Clipse may see the drug trade as a necessary escape from ghetto life,
but even they ignore the irony of how it makes the buyer's
metaphorical prison ever more secured. One of the first "conscious"
rap records was Grandmaster Flash and the Furious Five's White Lines
(Don't Do It), but that was 1983 and concerned the upscale coca leaf
derivative, seen as a symbol of decadence but not destruction.
The rise of crack in the inner city was a bigger-than-Katrina
disaster. Hard living became impossibly harder as streets filled with
amped-up addicts looking for a fix.
When hip-hop first emerged in late-'70s New York, it was block party
music, fuelled by breakdancing b-boys, record-scratching DJs and
upbeat MCs. But the optimism surrounding this new cultural outlet was
battered by crack.
In the late '80s, Public Enemy railed against crack's devastation with
Night of the Living Baseheads. The startling video depicted zombified
addicts while Chuck D cursed brothers who "sell to their own, rob a
home/ while some shrivel to bone."
P.E.'s puritanical raps were somewhat discredited by member Flavor
Flav's own crack habit, while more light-hearted rappers of the day,
like De La Soul, started to seem hopelessly out of touch.
Enter gangsta rap.
Crack provided employment to discouraged youth who saw selling rocks
as the best means to make money. This often created urban war zones
that groups such as Compton's N.W.A. depicted in their controversial
lyrics.
On the other coast, the biggest New York stars were also
dealers-turned-rappers, including drive-by victim Notorious B.I.G.
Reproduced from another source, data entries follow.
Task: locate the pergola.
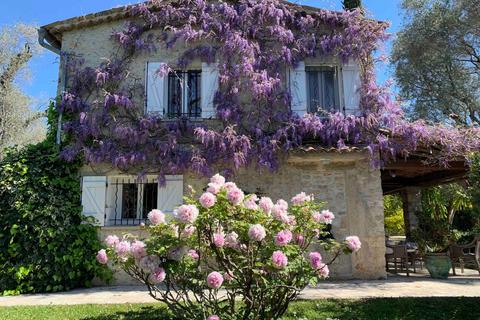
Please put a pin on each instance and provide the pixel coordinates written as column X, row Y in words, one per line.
column 408, row 177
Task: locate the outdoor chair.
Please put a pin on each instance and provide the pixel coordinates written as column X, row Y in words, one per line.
column 399, row 254
column 466, row 254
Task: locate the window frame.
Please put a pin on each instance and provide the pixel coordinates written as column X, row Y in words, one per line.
column 184, row 80
column 114, row 198
column 338, row 90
This freebased capitalism was a dark twist on the American dream, but
at least the '90s-era rappers were rhyming about the crack-embattled
environment they grew up in. By 2000, the epidemic had somewhat
abated, but crack has not only become a more popular subject in rap
than ever, it's being rhymed about by young men who may not even
remember the original plague. These aren't just vicarious fantasies
for rap fans, but for the rappers themselves. They rarely discuss the
deadly effects, instead concentrating on how to cook it, bag it, sell
it and buy bling with the profits.
Considering how many metaphors crack-rappers use to discuss their
alleged activities -- at least partly to avoid potential legal
implications -- crack itself has become a metaphor for power, money,
and respect.
Nobody does this better than Clipse, whose words are so clever,
efficient and dark they artfully describe the horror-show toll cocaine
has taken without having to condemn it. But if the Clipse brothers are
full-fledged street poets, most of their peers are selling simple
escapist fodder, music with a visceral kick that loses it's rush all
too quickly. Gangsta rap was about the side-effects of crack, but this
is just about the sale of it. There are only so many ways to talk
commerce, even if it is illicit, and Clipse just used up most them.